Tri did not say when the capacity will reach one billion fingerlings, and ensuring the company’s standards for high quality breed production “will take time.” He said the company will have very limited supply in 2019.

Several pangasius companies have approached Viet Uc with purchase inquiries for its fingerlings, including Vinh Hoan, Vietnam’s top processor and exporter of pangasius. The entire Vietnamese pangasius industry’s demand was estimated to be around three billion fingerlings in 2018.

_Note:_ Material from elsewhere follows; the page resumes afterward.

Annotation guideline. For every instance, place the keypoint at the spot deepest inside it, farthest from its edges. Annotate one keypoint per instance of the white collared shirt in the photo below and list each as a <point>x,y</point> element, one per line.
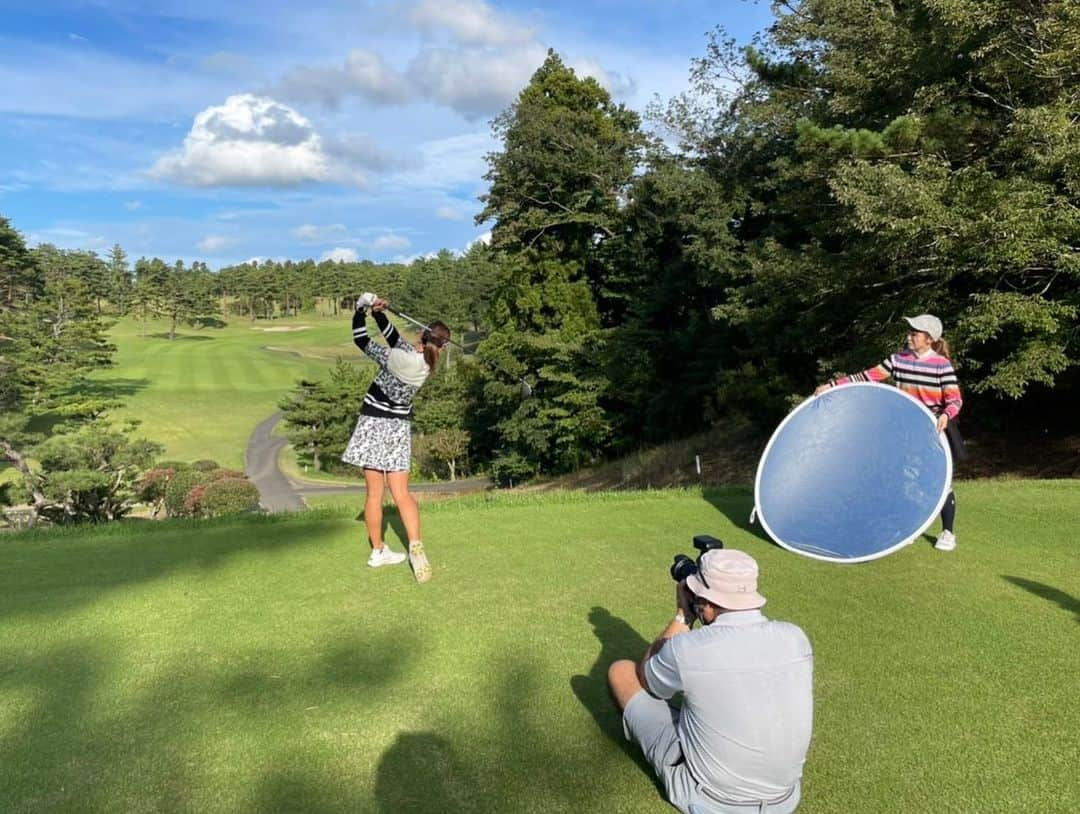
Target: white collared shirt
<point>747,709</point>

The project is part of the country’s three-tier cooperation plan for production of high-quality pangasius breeds in the Mekong Delta, home to most of Vietnam’s pangasius farming. The plan, scheduled to run through 2025, was approved by the Ministry of Agriculture and Rural Development in March last year. The scheme is expected to produce about half of the Mekong Delta’s estimated demand of between 2.2 billion to 2.5 billion high-quality fingerlings a year by 2020, which will be raised to between 2.5 billion to three billion high-quality fingerlings a year – 100 percent of the delta’s expected demand – by 2050. 

Viet Uc is the only company in Vietnam using high-tech programs to monitor fish and producing analyses with the software, allowing it to select breeds with selected genetic material.

Viet Uc had sales of VND 1.4 trillion (USD 60 million; EUR 53 million) and net profit of VND 500 billion (USD 22 million; EUR 19 million) in 2018, according to Tri.